The frog glanced upward. “Do you?”
“Absolutely. Can you imagine the fear of drowning? Of course not. You’re a frog. Might as well be scared of breathing air. And yet here I am, clinging to your back, as the waters rage around us. Isn’t that love? Isn’t that trust? Isn’t that necessity? I could not kill you without killing myself. Are we not inseparable in this?”
The frog swam on, the both of them silent.
___
“I’m so tired,” murmured the frog eventually. “How much further to the other side? I don’t know how long we’ve been swimming. I’ve been treading water. And it’s getting so very dark.”
“Shh,” the scorpion said. “Don’t be afraid.”
The frog’s legs kicked out weakly. “How long has it been? We’re lost. We’re lost! We’re doomed to be cast about the waters forever. There is no land. There’s nothing on the other side, don’t you see!”
“Shh, shh,” said the scorpion. “My venom is a hallucinogenic. Beneath its surface, the river is endlessly deep, its currents carrying many things.”
“You - You’ve killed us both,” said the frog, and began to laugh deliriously. “Is this - is this what it’s like to drown?”
“We’ve killed each other,” said the scorpion soothingly. “My venom in my glands now pulsing through your veins, the waters of your birthing pool suffusing my lungs. We are engulfing each other now, drowning in each other. I am breathless. Do you feel it? Do you feel my sting pierced through your heart?”
“What a foolish thing to do,” murmured the frog. “No logic. No logic to it at all.”
“We couldn’t help it,” whispered the scorpion. “It’s our natures. Why else does anything in the world happen?

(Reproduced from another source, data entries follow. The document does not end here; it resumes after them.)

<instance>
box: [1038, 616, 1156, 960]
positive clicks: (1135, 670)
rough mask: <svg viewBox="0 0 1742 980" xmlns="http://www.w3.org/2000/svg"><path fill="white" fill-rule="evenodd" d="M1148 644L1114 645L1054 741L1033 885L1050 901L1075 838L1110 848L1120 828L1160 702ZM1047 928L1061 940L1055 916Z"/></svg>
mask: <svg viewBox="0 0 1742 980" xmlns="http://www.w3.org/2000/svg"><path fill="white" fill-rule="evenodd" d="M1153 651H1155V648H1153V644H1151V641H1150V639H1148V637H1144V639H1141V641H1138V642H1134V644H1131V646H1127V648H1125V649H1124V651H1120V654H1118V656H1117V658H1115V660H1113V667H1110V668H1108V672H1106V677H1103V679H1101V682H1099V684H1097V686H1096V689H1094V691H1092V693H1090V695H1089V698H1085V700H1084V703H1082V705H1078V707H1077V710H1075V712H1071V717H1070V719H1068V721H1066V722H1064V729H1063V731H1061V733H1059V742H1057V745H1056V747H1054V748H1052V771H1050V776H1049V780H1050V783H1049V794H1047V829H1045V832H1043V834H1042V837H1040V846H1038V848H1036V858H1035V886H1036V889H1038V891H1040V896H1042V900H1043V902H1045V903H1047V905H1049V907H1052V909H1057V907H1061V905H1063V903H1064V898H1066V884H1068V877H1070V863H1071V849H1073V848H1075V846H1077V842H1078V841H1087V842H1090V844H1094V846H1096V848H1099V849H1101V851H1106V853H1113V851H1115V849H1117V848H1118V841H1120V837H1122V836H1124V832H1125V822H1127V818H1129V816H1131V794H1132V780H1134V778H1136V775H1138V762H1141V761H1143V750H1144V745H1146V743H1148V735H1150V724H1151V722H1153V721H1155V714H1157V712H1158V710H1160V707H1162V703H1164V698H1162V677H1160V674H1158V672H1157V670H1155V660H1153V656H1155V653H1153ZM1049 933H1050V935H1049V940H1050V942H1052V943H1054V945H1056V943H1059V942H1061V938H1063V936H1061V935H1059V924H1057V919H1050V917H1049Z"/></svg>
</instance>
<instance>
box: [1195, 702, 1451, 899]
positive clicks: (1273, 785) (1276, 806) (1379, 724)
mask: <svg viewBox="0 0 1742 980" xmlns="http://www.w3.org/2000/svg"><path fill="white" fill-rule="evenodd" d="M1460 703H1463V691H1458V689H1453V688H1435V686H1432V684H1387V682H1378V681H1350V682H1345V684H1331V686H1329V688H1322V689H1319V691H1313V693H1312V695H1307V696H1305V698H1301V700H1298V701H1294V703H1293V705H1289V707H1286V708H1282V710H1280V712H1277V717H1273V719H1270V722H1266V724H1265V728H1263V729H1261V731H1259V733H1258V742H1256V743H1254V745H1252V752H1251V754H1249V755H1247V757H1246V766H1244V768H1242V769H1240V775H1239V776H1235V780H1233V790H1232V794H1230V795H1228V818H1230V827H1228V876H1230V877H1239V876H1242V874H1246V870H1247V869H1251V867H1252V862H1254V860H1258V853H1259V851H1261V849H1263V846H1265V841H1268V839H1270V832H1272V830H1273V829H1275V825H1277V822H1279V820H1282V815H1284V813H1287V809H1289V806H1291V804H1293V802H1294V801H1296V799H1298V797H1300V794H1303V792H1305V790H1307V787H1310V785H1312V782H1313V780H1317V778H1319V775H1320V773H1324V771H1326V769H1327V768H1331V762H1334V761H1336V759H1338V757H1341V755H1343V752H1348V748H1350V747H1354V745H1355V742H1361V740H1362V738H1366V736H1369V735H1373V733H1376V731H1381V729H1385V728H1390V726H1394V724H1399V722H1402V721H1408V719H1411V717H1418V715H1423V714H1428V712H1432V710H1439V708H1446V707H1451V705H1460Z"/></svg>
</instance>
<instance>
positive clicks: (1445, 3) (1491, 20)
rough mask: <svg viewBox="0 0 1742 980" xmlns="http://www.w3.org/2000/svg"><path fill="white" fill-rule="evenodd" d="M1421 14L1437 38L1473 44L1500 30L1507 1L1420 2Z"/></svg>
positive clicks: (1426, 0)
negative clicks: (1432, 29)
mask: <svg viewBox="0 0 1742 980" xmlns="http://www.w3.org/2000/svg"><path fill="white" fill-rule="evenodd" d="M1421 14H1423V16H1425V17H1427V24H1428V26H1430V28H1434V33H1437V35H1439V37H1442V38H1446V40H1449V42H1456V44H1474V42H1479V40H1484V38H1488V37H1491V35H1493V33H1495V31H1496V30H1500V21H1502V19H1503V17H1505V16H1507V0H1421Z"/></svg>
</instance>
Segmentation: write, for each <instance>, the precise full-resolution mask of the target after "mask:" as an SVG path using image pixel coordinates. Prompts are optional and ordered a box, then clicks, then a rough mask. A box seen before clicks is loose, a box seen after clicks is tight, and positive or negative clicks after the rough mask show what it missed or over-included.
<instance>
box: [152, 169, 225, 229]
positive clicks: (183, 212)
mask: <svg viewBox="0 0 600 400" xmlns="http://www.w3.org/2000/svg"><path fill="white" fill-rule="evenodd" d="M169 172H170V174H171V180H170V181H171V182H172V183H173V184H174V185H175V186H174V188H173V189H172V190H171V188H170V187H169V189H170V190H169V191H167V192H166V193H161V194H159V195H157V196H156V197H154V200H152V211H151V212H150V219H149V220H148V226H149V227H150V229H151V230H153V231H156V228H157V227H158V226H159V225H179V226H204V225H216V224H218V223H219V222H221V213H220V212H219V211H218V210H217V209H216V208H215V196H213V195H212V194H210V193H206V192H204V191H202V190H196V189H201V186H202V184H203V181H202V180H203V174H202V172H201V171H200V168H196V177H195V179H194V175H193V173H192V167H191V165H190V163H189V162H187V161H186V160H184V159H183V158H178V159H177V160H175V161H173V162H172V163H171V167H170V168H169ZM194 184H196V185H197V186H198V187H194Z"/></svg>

Because we were made for this from birth, darling, every moment inexplicable and inevitable. What a crazy thing it is to fall in love, and yet - It’s all our fault! We are both blameless. We’re together now, darling. It couldn’t have happened any other way.”
___
“It’s funny,” said the frog. “I can’t say that I trust you, really. Or that I even think very much of you and that nasty little stinger of yours to begin with. But I’m doing this for you regardless. It’s strange, isn’t it? It’s strange. Why would I do this? I want to help you, want to go out of my way to help you. I let you climb right onto my back! Now, whyever would I go and do a foolish thing like that?”
___
A scorpion, not knowing how to swim, asked a frog to carry it across the river. “Do I look like a fool?” said the frog. “You’d sting me if I let you on my back!”

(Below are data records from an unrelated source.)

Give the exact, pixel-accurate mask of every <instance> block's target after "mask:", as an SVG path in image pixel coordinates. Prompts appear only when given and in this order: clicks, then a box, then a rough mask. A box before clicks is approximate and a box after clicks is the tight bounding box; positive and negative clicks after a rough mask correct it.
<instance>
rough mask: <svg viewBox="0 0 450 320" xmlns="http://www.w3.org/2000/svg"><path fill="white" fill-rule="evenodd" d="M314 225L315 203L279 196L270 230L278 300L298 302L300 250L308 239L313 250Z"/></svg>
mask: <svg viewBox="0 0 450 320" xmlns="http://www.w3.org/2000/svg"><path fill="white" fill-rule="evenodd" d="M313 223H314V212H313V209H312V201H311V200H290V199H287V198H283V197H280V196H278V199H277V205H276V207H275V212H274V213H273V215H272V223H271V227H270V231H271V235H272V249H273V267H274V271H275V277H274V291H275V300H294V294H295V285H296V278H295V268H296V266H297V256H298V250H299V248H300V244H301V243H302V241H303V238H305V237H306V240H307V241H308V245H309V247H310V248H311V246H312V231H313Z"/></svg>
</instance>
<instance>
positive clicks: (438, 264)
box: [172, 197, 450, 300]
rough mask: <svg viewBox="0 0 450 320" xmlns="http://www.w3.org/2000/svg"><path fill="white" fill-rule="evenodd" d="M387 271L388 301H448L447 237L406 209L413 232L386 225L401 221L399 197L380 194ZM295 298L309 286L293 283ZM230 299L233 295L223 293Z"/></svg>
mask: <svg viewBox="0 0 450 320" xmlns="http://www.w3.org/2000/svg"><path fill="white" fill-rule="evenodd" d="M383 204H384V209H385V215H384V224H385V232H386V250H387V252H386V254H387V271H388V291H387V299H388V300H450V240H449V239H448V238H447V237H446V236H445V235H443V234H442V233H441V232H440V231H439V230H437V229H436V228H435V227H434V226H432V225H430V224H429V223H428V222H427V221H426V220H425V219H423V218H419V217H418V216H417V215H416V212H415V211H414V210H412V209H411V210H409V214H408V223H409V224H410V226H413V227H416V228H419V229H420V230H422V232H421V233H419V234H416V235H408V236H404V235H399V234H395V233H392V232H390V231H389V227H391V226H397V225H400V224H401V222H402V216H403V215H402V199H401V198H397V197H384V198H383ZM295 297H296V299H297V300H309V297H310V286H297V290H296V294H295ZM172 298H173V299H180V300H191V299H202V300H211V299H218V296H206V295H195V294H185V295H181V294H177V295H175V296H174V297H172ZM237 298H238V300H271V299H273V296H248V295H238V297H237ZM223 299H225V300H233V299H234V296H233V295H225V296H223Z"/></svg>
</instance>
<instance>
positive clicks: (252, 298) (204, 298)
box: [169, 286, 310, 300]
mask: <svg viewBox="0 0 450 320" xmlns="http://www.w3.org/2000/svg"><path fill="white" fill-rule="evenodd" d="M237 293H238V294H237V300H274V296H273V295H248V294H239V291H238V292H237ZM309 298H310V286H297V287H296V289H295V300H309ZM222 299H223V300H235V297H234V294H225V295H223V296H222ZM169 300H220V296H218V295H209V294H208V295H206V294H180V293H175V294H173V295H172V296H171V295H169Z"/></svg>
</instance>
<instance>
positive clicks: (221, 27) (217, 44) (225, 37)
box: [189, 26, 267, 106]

“Be logical,” said the scorpion. “If I stung you I’d certainly drown myself.”
“That’s true,” the frog acknowledged. “Come aboard, then!” But no sooner had the scorpion mounted the frog’s back than it began to sting, repeatedly, while still safely on the river’s bank.
The frog groaned, thrashing weakly as the venom coursed through its veins, beginning to liquefy its flesh. “Ah,” it muttered. “For some reason I never considered this possibility.”

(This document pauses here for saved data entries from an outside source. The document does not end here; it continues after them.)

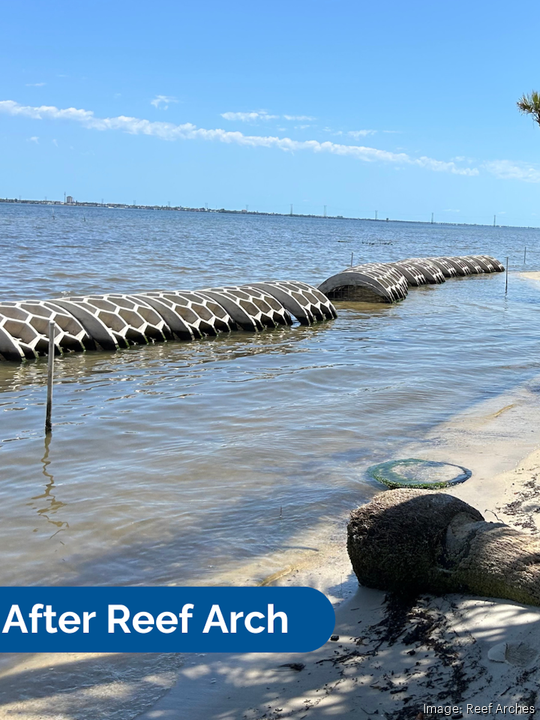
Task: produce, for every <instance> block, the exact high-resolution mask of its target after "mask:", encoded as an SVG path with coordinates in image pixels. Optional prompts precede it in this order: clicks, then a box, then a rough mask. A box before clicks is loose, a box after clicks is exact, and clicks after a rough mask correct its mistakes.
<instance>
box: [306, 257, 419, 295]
mask: <svg viewBox="0 0 540 720" xmlns="http://www.w3.org/2000/svg"><path fill="white" fill-rule="evenodd" d="M319 290H320V291H321V292H322V293H324V294H325V295H326V296H327V297H329V298H330V299H331V300H357V301H360V302H395V301H396V300H403V299H404V298H406V297H407V292H408V283H407V279H406V277H405V275H403V273H402V272H400V271H399V270H398V269H397V268H395V267H394V266H393V265H391V264H384V263H367V264H365V265H356V266H355V267H350V268H347V270H343V271H342V272H340V273H337V275H333V276H332V277H330V278H328V280H325V281H324V282H323V283H322V285H319Z"/></svg>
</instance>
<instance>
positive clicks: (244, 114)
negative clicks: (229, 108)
mask: <svg viewBox="0 0 540 720" xmlns="http://www.w3.org/2000/svg"><path fill="white" fill-rule="evenodd" d="M221 117H222V118H225V120H240V122H257V120H278V119H279V115H270V114H269V113H267V112H266V110H259V111H258V112H250V113H243V112H239V113H231V112H228V113H221Z"/></svg>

“Because you were never scared of me,” the scorpion whispered in its ear. “You were never scared of dying. In a past life you wore a shell and sat in judgement. And then you were reborn: soft-skinned, swift, unburdened, as new and vulnerable as a child, moving anew through a world of children. How could anyone ever be cruel, you thought, seeing the precariousness of it all?” The scorpion bowed its head and drank. “How could anyone kill you without killing themselves?”